Biggest Homeschool Scheduling Mistakes

Have you heard the advice about getting up early and getting your most important tasks done before noon? It’s great advice until it’s taken too far.
Since my family are not super early risers who get up and moving before 7 a.m., I decided I could get housework and homeschool done in the morning. This arrangement would leave me and the children free in the afternoons for playing at the park and reading books together.
So I sat down with a schedule and planned. My goal was to cook a hot breakfast every morning and have it on the table by 8 a.m. I would clean the house, complete weekly chores, and finish the day’s homeschool lessons by noon. Our afternoons would be free. In theory anyways.
However, I quickly learned that tight schedules and kids don’t mix. Breakfast wasn’t on the table at 8 o'clock sharp after the late nights at dance, finishing what I hadn't earlier, and completing orders for my small business. We had no room in the schedule for the mornings when my husband wanted to linger over his coffee and chat, or play with the kids before another trip out of town.
Even something as simple as the dog throwing up sent us careening off schedule. There wasn’t time for my kids to savor over a good book or spend extra time on difficult math problems. We were on a strict time schedule to reach that goal of a free afternoon.
Our homeschool schedule had become a prison, and we were the inmates.
Through my failure, I learned two vital lessons about scheduling our school day.
Plan Buffer Time
Now, I make sure there is buffer time planned into our day. We need time for the many problems that inevitably pop up. I need to be available for teenage shenanigans, a husband who loves to chat, and pre teen daughter drama.
To do this, I round up on our schedule. If breakfast, chores, and clean up ideally take an hour and a half, I schedule for two hours.
On a good day, our core academic subjects require two - three hours. I plan to spend three and a half - four hours instead. The extra hour gives us time to read that extra chapter, persevere through a difficult writing lesson, or even just enjoy a few minutes of free time.

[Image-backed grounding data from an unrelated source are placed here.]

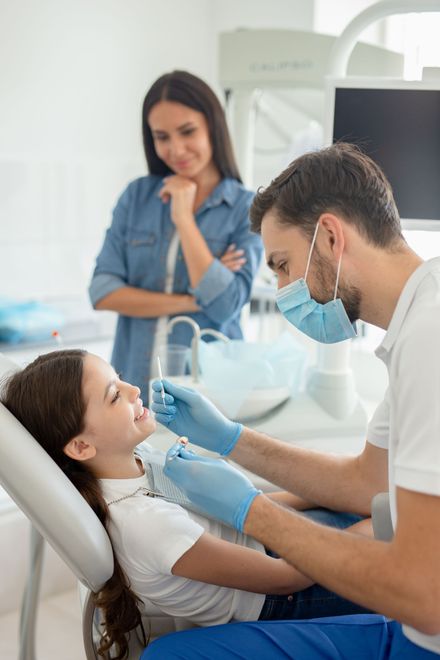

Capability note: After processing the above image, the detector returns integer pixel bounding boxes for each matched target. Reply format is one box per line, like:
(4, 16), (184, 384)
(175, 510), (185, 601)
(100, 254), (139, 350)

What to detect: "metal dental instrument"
(157, 356), (166, 409)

Having buffer time in the mornings even gives me the freedom to drink a coffee on the back porch, take a trip to the bathroom before the kids wake up, or linger over a book of my own. All before starting the homeschool day. I get the time to truly enjoy homeschooling, because I'm not operating at breakneck speed to accomplish everything on an unattainable schedule.
Reduce Your Expectations
In order to have this buffer during my mornings, I had to reduce my expectations for what actually could be accomplished. I no longer plan to cook a hot breakfast, deep clean the house, teach every subject, and keep a smile on my face all before noon.
Now we still occasionally enjoy a hot breakfast, and we do some morning chores rather than deep clean the house. The morning homeschool has been reduced to the core subjects of language arts, math, science, and history. Geography, STEM and art are rotated through leisurely afternoons, or on fun Fridays instead of crammed into a frantic morning.
We’re now able to accomplish all of our homeschool lessons without rushing through the day or leaving subjects undone. We don’t reach noon exhausted, snappy, and ready for a nap. Well somedays it just can't be helped.
Reducing expectations and planning buffer time into my day has given us time to enjoy both homeschooling and being together as a family. We've learned to appreciate the small little moments that used to create chaos, and send our day careening off course.